FredFF · July 15, 2016, 4:44pm

Après un mois sous yonohost, et quelques petites galères sans lesquelles l’opensource ne serait pas l’opensource:grin:, je voudrais revenir ici sur un point vraiment important : comment améliorer la détection des spams?
Le service rspam est chargé de la détection des spams, mais la détection semble très inférieure à ce que produit gmail (une référence en la matière, il faut bien le reconnaître).

Comment “muscler” cette détection dans rspam sans compromettre la configuration yunohost?

Autre question, marquer des mails comme span dans son client mail améliore-t-il la détection rspam (apprentissage?)? Je n’en ai pas vraiment l’impression mais peut-être me trompe-je?

Merci pour vos réponses

FredFF · January 8, 2017, 5:25pm

N’y a-t-il vraiment person sur le forum qui puisse indiquer :

comment personnaliser le moteur de détection spam inclus dans yunohost
Car je ne peux que confirmer qu’en l’état c’est une véritable passoire…

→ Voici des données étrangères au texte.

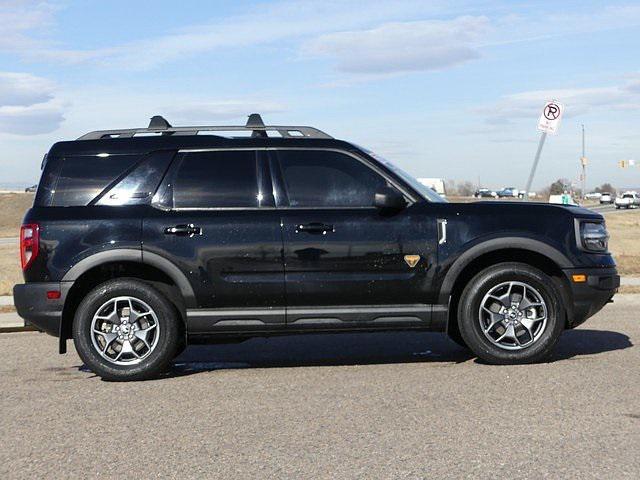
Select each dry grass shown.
[607,210,640,275]
[0,243,23,295]
[0,193,34,238]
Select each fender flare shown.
[62,248,197,308]
[438,237,573,305]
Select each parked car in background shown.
[614,192,640,209]
[473,188,498,198]
[600,192,614,204]
[496,187,524,198]
[584,192,602,200]
[13,114,620,378]
[549,193,578,205]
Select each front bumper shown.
[13,282,70,337]
[563,268,620,328]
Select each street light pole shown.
[580,123,587,199]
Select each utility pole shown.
[524,132,547,201]
[580,123,587,199]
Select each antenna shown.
[245,113,264,128]
[245,113,268,138]
[148,115,171,130]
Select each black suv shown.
[14,114,620,380]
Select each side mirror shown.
[373,187,407,210]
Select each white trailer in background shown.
[418,178,447,197]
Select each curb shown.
[0,325,38,333]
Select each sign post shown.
[524,100,564,200]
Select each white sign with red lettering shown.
[538,101,564,135]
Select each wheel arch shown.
[438,237,573,335]
[60,249,196,352]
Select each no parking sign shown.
[538,101,564,135]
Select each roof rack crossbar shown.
[78,113,333,140]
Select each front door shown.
[272,149,437,328]
[143,150,285,333]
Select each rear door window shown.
[173,150,263,208]
[278,150,387,208]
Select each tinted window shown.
[278,150,386,207]
[96,151,174,205]
[52,155,140,207]
[173,150,259,208]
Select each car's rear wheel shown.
[458,263,564,364]
[73,279,181,381]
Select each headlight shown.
[580,221,609,252]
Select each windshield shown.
[359,147,447,203]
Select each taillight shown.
[20,223,40,270]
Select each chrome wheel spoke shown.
[479,281,547,350]
[91,296,160,365]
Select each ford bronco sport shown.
[14,114,620,380]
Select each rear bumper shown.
[564,268,620,328]
[13,282,70,337]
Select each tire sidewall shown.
[458,263,564,363]
[73,279,179,380]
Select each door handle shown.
[164,223,202,237]
[438,218,447,245]
[296,222,335,235]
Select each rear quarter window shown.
[49,155,140,207]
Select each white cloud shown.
[163,100,285,125]
[0,0,458,70]
[0,104,64,135]
[0,72,54,106]
[304,17,489,74]
[0,72,64,135]
[476,77,640,125]
[0,0,57,51]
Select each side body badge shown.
[404,255,420,268]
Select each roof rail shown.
[78,113,333,140]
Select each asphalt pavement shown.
[0,295,640,479]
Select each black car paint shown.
[18,131,617,348]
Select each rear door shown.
[143,149,285,333]
[272,149,437,328]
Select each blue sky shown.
[0,0,640,187]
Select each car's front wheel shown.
[73,278,180,381]
[458,263,564,364]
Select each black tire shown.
[458,262,565,365]
[73,278,182,381]
[447,330,470,350]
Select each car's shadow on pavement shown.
[154,329,633,377]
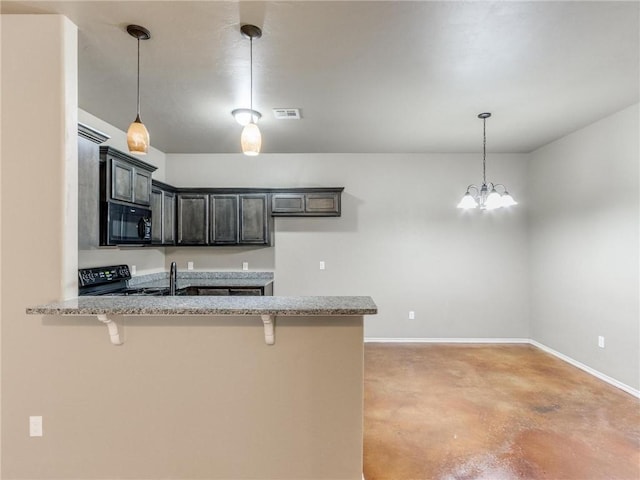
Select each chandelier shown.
[458,113,518,210]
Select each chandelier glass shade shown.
[458,113,518,210]
[127,25,151,155]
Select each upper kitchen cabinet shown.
[177,193,209,245]
[151,180,176,245]
[238,193,271,245]
[100,146,156,206]
[78,123,109,250]
[271,187,344,217]
[178,189,272,246]
[209,195,239,245]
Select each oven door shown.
[100,202,151,245]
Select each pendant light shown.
[127,25,151,155]
[458,113,518,210]
[239,25,262,156]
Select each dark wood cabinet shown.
[178,191,271,246]
[209,194,239,245]
[100,146,156,206]
[271,188,344,217]
[151,181,176,245]
[186,283,273,297]
[78,123,109,250]
[162,191,176,245]
[238,193,271,245]
[177,193,209,245]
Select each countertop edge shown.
[25,296,378,316]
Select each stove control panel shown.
[78,265,131,287]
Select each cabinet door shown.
[162,192,176,245]
[133,167,151,205]
[111,158,134,205]
[209,195,238,245]
[239,194,270,245]
[151,188,164,244]
[271,193,304,213]
[304,193,340,215]
[178,194,209,245]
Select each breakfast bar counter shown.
[27,296,378,316]
[25,296,378,480]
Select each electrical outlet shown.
[29,415,42,437]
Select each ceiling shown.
[1,0,640,153]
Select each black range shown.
[78,265,180,296]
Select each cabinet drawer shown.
[304,193,340,215]
[271,187,344,217]
[196,287,230,297]
[229,288,262,297]
[271,193,304,213]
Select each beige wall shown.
[0,15,363,480]
[0,15,77,476]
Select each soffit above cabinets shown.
[1,0,640,153]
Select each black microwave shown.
[100,202,151,245]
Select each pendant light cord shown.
[482,118,487,185]
[137,37,140,117]
[249,37,253,117]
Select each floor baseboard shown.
[364,337,640,398]
[529,340,640,398]
[364,337,531,343]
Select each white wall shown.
[73,109,166,274]
[529,105,640,389]
[167,154,529,338]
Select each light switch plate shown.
[29,415,42,437]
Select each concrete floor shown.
[364,344,640,480]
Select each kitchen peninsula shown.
[27,296,377,480]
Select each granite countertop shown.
[128,271,273,290]
[27,296,378,316]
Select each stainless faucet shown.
[169,262,178,295]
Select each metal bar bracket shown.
[98,315,124,345]
[262,315,276,345]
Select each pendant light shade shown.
[127,115,149,155]
[458,113,518,210]
[239,25,262,156]
[240,122,262,157]
[127,25,151,155]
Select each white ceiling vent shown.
[273,108,302,120]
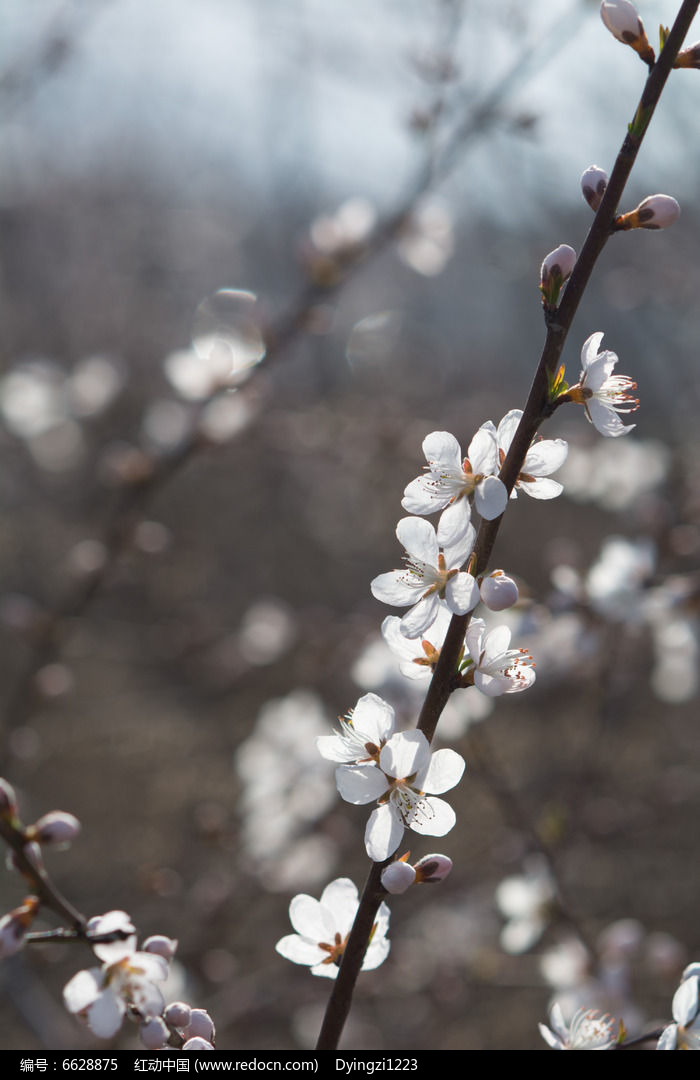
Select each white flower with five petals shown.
[371,517,480,637]
[482,408,568,499]
[274,878,390,978]
[401,428,508,545]
[466,619,535,698]
[566,332,640,438]
[336,731,465,863]
[317,693,394,765]
[539,1002,620,1050]
[381,607,452,678]
[64,912,167,1039]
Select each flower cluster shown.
[539,1003,624,1050]
[64,912,214,1050]
[275,878,390,978]
[657,963,700,1050]
[317,693,465,862]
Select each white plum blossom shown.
[656,963,700,1050]
[64,912,167,1039]
[566,332,640,437]
[381,853,453,895]
[540,244,576,308]
[601,0,644,45]
[482,408,568,499]
[581,165,609,210]
[0,896,39,960]
[336,730,465,863]
[381,607,452,678]
[317,693,394,765]
[615,194,681,229]
[479,570,519,611]
[401,429,508,545]
[371,511,481,637]
[538,1002,621,1050]
[466,619,535,698]
[496,859,556,955]
[274,878,390,978]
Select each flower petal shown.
[274,934,328,966]
[416,750,467,794]
[369,570,421,607]
[379,730,430,779]
[467,427,499,475]
[585,397,636,438]
[513,477,564,499]
[396,517,440,566]
[290,892,335,942]
[435,498,471,548]
[422,431,462,469]
[334,764,388,807]
[474,476,508,522]
[88,987,126,1039]
[445,573,481,615]
[321,878,360,937]
[400,593,441,637]
[408,798,457,833]
[365,804,404,863]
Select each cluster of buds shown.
[64,912,215,1050]
[601,0,656,67]
[0,779,80,958]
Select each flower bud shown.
[185,1009,214,1042]
[142,934,177,961]
[138,1016,170,1050]
[0,896,39,959]
[673,41,700,68]
[615,195,681,230]
[540,244,576,308]
[381,859,416,896]
[480,570,517,611]
[27,810,81,847]
[581,165,608,211]
[415,855,453,885]
[0,778,18,821]
[601,0,656,65]
[163,1001,192,1028]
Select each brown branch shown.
[318,0,698,1050]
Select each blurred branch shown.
[0,0,110,120]
[0,4,580,765]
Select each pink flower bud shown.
[138,1016,170,1050]
[0,896,39,959]
[27,810,81,847]
[381,859,416,896]
[601,0,655,64]
[615,195,681,231]
[0,779,17,820]
[480,570,517,611]
[185,1009,214,1042]
[163,1001,192,1028]
[142,934,177,961]
[632,195,681,229]
[183,1035,214,1050]
[415,855,453,885]
[673,41,700,68]
[601,0,644,45]
[540,244,576,308]
[581,165,608,211]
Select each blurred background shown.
[0,0,700,1052]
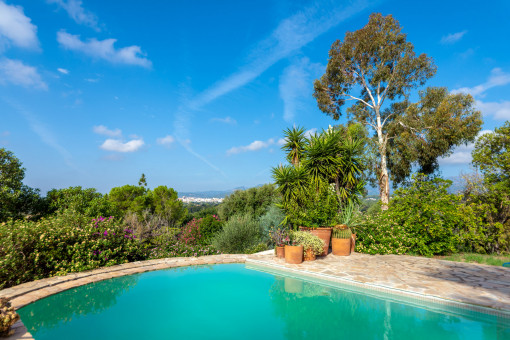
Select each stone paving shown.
[0,251,510,340]
[246,253,510,313]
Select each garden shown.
[0,11,510,338]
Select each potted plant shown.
[269,228,290,258]
[331,202,360,256]
[285,232,303,264]
[331,224,352,256]
[300,187,338,256]
[292,231,324,261]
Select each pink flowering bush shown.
[0,215,147,289]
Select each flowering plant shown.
[269,227,290,247]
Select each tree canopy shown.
[314,13,482,209]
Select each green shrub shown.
[0,215,146,289]
[259,204,285,236]
[356,175,474,256]
[212,214,262,254]
[218,184,276,221]
[290,231,324,255]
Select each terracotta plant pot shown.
[274,247,285,259]
[351,234,356,253]
[299,227,333,256]
[304,249,315,261]
[285,246,303,264]
[331,238,352,256]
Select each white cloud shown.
[0,0,39,50]
[227,138,275,155]
[0,58,48,90]
[438,130,493,165]
[279,57,324,123]
[100,139,144,152]
[191,0,370,108]
[57,31,152,68]
[452,68,510,96]
[211,116,237,125]
[156,135,175,147]
[48,0,99,31]
[476,100,510,120]
[92,125,122,137]
[441,31,467,45]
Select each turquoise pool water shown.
[18,264,510,340]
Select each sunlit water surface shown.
[19,264,510,340]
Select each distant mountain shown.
[178,187,248,198]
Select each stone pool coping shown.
[0,251,510,340]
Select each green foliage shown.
[290,231,324,255]
[46,186,118,218]
[212,213,263,254]
[146,185,188,227]
[245,242,267,254]
[108,185,151,216]
[0,216,146,289]
[472,121,510,189]
[259,204,285,235]
[198,215,223,244]
[332,227,352,240]
[314,13,482,208]
[357,174,474,256]
[218,184,276,221]
[0,148,48,222]
[0,297,19,337]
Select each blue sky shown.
[0,0,510,192]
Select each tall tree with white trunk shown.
[314,13,482,209]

Un peut d’aide, s’il vous plaît…

FredFF · January 8, 2017, 6:05pm

Pour info j’ai suivi cela
https://kaworu.ch/blog/2014/03/25/dovecot-antispam-with-rspamd/

soit pour yunohost
sudo nano /usr/share/dovecot/conf.d/20-imap.conf
et ajouter ceci
protocol imap {
mail_plugins = $mail_plugins antispam
}

sudo nano /usr/share/dovecot/conf.d/90-plugin.conf
et ajouter ceci
plugin {
antispam_backend = pipe
antispam_spam = Junk
antispam_trash = Trash
antispam_mail_sendmail = /usr/local/bin/rspamc
antispam_mail_spam = learn_spam
antispam_mail_notspam = learn_ham
antispam_mail_sendmail_args = -h;localhost:11334;-P;q1
}

Mais je ne sais pas si c’est utile ou pas, ni si ça marche vraiment
à noter que “q1” est le mot de passe par défaut de rspamd, mais l’intégration yunohost a-t-elle gardé ce mot de passe?

jellium · January 10, 2017, 12:18am

Je n’ai jamais reçu le moindre spam sur mon serveur mail animé par YunoHost, et pourtant mon nom de domaine a bien trainé sur les Internets !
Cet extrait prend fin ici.